_ CHAPTER XXIV. MOTHERS ARE MOTHERS
"Mr. Drummond! Oh dear! is one never to be free from pastoral supervision?" muttered Phillis, half sulkily, when she roused from her stupefaction and had breath to take the offensive. And what would he think of her? But that was a question to be deferred until later, when nightmares and darkness and troublesome thoughts harass the unwary soul. "Like a dog, he hunts in dreams," she might have said to herself, quoting from "Locksley Hall." But she did nothing of the kind,--only looked at the offending human being with such an outraged dignity in her bearing that Mr.
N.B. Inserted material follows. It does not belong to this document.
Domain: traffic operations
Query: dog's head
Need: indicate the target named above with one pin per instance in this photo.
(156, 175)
Drummond nearly committed himself by bursting out laughing.
He refrained with difficulty, and said rather dryly,--
"That was a good race; but I saw you would win from the first; and you jumped that stone splendidly. I suppose you know the story of Atalanta?"
"Oh, yes," responded Phillis, gloomily; but she could not help showing off her knowledge all the same; and she had always been so fond of heathen mythology, and had even read translations of Homer and Virgil. "She had a she-bear for a nurse, and was eventually turned into a lion; and I always thought her very stupid for being such a baby and stopping to pick up the golden apple."
"Nevertheless, the subject is a charming one for a picture," returned Archie, with admirable readiness, for he saw Phillis was greatly hurt by this untoward accident, and he liked the girl all the better for her spirit. He would not have discovered himself at all, only in another moment she must have seen him; and if she would only have believed how fully he entered into the fun, and how graceful and harmless he thought it, there would have been no pang of wounded self-esteem left. But girls, especially if they be worthy of the name, are so sensitive and prickly on such matters.
Dulce had basely deserted her sister, and, at the sight of the clerical felt hat, had fled to Nan's side for protection.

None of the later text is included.